Cellular electrophysiological studies of epilepsy over roughly two decades beginning in the mid-1960s were focused on elucidating the mechanisms underlying the depolarization shift (DS), the intracellular correlate of the “interictal spike”. The interictal (or between-seizures) spike is a sharp waveform recorded in the EEG of patients with epilepsy; it is asymptomatic in that it is accompanied by no detectable change in the patient’s behaviour. The location of the interictal spike helps localize the brain region from which seizures originate in a given patient. The DS consists of a large depolarization of the neuronal membrane associated with a burst of action potentials.

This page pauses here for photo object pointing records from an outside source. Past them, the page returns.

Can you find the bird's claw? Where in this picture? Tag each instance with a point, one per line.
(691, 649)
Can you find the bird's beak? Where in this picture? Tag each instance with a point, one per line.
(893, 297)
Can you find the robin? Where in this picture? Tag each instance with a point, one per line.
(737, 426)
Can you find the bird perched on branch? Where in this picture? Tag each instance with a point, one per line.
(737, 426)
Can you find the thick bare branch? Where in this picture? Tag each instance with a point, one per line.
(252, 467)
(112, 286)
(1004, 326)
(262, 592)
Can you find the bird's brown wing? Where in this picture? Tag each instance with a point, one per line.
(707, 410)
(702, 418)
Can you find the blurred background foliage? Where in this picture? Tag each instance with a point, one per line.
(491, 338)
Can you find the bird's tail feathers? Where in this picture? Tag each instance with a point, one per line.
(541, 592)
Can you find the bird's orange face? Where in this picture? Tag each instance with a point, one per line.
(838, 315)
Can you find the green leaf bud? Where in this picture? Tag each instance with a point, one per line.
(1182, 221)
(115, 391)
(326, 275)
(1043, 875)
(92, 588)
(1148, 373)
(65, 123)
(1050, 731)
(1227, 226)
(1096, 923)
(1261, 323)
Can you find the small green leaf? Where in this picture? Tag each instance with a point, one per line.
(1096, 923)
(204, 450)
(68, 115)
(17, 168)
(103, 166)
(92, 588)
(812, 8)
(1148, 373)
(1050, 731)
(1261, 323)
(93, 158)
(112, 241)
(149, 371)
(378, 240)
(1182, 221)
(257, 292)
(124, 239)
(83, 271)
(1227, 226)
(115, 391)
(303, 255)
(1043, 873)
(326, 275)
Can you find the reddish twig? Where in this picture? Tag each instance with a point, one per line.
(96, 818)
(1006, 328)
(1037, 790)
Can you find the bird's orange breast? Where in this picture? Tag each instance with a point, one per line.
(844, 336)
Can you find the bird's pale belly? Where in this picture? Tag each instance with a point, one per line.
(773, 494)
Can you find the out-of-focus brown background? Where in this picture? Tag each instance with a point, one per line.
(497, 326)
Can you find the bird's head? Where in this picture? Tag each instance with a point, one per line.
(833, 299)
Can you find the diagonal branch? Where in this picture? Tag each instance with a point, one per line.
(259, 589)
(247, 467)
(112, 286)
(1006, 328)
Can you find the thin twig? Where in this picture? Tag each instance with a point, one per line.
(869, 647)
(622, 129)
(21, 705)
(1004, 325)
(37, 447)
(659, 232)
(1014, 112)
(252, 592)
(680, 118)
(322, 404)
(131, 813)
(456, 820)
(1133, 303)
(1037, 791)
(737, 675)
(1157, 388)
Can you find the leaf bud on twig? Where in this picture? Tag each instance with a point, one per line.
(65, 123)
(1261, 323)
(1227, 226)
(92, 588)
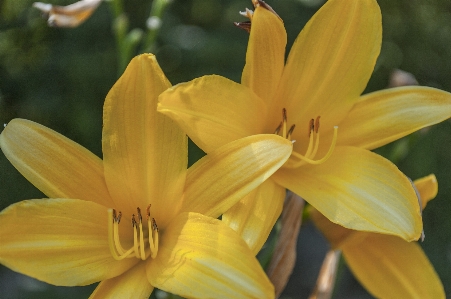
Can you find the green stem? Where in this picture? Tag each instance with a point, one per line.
(154, 23)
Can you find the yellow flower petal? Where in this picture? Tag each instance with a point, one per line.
(214, 111)
(219, 180)
(265, 56)
(360, 190)
(53, 163)
(389, 267)
(145, 153)
(331, 62)
(254, 216)
(133, 284)
(205, 252)
(60, 241)
(384, 116)
(427, 188)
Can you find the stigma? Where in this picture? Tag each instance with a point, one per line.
(141, 236)
(313, 145)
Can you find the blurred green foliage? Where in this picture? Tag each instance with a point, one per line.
(59, 78)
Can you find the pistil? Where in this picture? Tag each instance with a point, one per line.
(138, 249)
(313, 145)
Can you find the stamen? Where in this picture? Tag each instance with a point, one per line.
(135, 236)
(304, 159)
(290, 131)
(317, 124)
(278, 129)
(141, 235)
(113, 237)
(311, 127)
(138, 248)
(284, 120)
(153, 234)
(311, 137)
(154, 252)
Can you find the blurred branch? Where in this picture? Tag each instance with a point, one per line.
(326, 278)
(284, 257)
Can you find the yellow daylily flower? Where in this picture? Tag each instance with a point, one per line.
(68, 16)
(321, 82)
(387, 266)
(137, 219)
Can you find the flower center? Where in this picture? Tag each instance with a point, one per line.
(140, 237)
(312, 148)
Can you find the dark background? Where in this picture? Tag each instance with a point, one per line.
(59, 78)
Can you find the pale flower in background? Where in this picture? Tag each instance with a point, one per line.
(68, 16)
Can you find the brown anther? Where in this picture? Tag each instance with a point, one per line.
(154, 225)
(140, 217)
(116, 218)
(311, 127)
(263, 4)
(278, 129)
(114, 215)
(244, 25)
(317, 124)
(290, 131)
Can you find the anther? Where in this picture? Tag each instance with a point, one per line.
(154, 225)
(290, 131)
(140, 217)
(317, 124)
(148, 212)
(278, 129)
(311, 127)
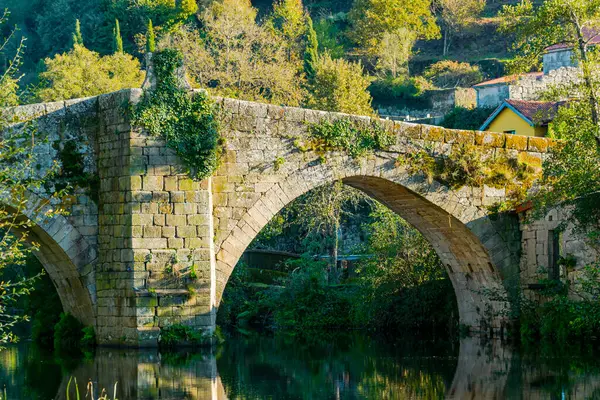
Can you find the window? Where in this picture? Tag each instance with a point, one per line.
(553, 254)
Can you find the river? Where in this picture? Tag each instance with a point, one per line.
(324, 366)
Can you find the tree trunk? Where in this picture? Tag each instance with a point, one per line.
(587, 78)
(334, 275)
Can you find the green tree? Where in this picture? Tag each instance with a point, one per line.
(150, 38)
(449, 74)
(394, 53)
(311, 51)
(82, 73)
(557, 21)
(19, 177)
(340, 86)
(456, 16)
(53, 21)
(77, 37)
(238, 58)
(288, 21)
(9, 78)
(371, 19)
(118, 38)
(188, 8)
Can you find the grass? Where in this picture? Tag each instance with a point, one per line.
(89, 392)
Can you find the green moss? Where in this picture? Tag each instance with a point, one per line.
(188, 122)
(466, 166)
(279, 161)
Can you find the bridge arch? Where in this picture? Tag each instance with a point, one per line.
(458, 228)
(66, 256)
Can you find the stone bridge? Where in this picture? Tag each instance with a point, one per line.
(149, 247)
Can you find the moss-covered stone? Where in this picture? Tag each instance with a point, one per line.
(408, 130)
(516, 142)
(456, 136)
(490, 139)
(530, 158)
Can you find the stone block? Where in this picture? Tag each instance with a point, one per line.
(168, 231)
(152, 183)
(186, 231)
(516, 142)
(461, 137)
(176, 220)
(149, 243)
(538, 144)
(432, 133)
(185, 208)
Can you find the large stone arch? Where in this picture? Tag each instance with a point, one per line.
(454, 221)
(67, 257)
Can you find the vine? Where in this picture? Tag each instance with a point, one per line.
(357, 139)
(187, 122)
(467, 166)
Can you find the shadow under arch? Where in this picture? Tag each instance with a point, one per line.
(66, 256)
(439, 215)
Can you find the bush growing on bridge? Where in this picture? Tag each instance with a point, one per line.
(467, 166)
(186, 121)
(357, 139)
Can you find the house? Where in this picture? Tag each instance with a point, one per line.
(519, 117)
(559, 68)
(561, 55)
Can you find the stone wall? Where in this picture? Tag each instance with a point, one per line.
(554, 60)
(492, 95)
(434, 104)
(539, 254)
(532, 88)
(166, 245)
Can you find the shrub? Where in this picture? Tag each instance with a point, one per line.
(339, 85)
(402, 88)
(448, 74)
(187, 122)
(81, 73)
(466, 118)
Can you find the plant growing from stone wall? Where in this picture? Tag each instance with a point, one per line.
(188, 122)
(356, 138)
(467, 166)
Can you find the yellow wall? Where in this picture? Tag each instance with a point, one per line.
(508, 120)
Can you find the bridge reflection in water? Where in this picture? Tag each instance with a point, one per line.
(349, 369)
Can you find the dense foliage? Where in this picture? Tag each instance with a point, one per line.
(186, 121)
(82, 73)
(451, 74)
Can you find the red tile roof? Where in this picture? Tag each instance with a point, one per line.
(538, 112)
(591, 34)
(510, 78)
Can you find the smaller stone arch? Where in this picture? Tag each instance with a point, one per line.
(67, 257)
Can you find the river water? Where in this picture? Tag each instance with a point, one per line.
(325, 366)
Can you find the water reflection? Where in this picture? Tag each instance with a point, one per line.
(336, 367)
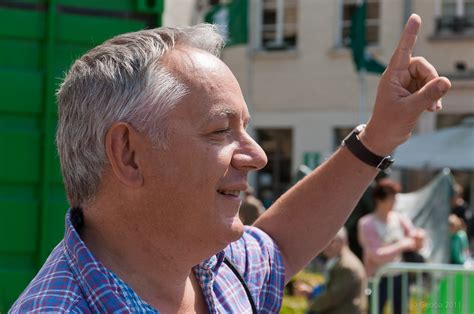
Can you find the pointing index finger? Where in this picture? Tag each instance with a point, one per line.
(401, 57)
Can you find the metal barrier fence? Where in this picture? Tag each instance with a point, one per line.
(423, 288)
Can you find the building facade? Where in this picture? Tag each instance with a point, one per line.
(299, 81)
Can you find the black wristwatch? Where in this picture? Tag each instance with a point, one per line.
(353, 143)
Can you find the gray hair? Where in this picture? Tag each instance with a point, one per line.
(125, 79)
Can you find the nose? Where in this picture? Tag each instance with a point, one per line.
(249, 156)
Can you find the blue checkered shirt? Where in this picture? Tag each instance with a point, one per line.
(72, 280)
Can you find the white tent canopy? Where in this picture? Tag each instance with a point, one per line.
(451, 147)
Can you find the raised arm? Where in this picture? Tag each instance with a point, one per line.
(305, 218)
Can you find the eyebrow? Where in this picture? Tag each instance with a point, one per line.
(225, 113)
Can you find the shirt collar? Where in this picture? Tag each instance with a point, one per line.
(99, 288)
(213, 263)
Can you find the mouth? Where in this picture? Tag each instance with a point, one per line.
(230, 193)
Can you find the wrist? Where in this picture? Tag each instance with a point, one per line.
(375, 144)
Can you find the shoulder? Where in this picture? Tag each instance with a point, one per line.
(259, 260)
(255, 246)
(366, 221)
(53, 289)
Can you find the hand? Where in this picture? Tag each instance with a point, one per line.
(408, 86)
(408, 244)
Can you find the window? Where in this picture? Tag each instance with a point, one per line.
(372, 23)
(454, 17)
(275, 178)
(277, 24)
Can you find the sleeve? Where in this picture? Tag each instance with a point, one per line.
(343, 283)
(260, 262)
(372, 244)
(407, 225)
(456, 250)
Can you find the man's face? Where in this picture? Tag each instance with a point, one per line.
(193, 186)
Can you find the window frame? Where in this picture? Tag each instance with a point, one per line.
(280, 25)
(458, 23)
(340, 24)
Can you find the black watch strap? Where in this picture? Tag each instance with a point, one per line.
(353, 143)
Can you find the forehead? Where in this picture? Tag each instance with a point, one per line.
(214, 92)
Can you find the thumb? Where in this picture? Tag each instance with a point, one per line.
(430, 93)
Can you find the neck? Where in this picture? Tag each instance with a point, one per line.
(156, 267)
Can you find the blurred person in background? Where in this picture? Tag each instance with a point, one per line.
(384, 236)
(346, 281)
(459, 245)
(461, 209)
(251, 207)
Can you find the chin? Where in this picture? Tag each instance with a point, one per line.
(234, 230)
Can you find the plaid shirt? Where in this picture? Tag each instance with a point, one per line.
(72, 280)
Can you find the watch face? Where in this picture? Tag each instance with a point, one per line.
(385, 163)
(356, 130)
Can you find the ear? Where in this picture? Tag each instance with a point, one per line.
(122, 148)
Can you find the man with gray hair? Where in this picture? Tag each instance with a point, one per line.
(154, 153)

In most cortical neurons, the DS is generated by a large excitatory synaptic current that can be enhanced by activation of voltage-regulated intrinsic membrane currents. Although the mechanisms generating the DS are increasingly understood, it remains unclear whether the interictal spike triggers a seizure, inhibits a seizure, or is an epiphenomenon with respect to seizure occurrence in an epileptic brain. While these questions remain unanswered, study of the mechanisms of DS generation set the stage for inquiry into the cellular mechanisms of a seizure.

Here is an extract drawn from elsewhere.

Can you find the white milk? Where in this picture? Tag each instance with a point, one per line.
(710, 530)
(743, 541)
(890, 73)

The mechanisms of action of anti seizure drugs fall into three major categories. Drugs effective against the most common forms of epileptic seizures, partial and secondarily generalized tonic-clonic seizures, appear to work by one of two mechanisms. One is to limit the sustained, repetitive firing of neurons, an effect mediated by promoting the inactivated state of voltage-activated Na+ channels. A second mechanism appears to involve enhanced g-amino butyric acid (GABA)-mediated synaptic inhibition; an effect mediated either by a presynaptic or postsynaptic action. Drugs effective against absence seizure, a less common form of epileptic seizure, limit activation of a particular voltage-activated Ca2+ channel known as the T current.
Although many treatments are available, much effort is being devoted to novel approaches. Many of these approaches centre on elucidating the genetic causes and the cellular and molecular mechanisms by which a normal brain becomes epileptic, insights that promise to provide molecular targets for both symptomatic and preventive therapies.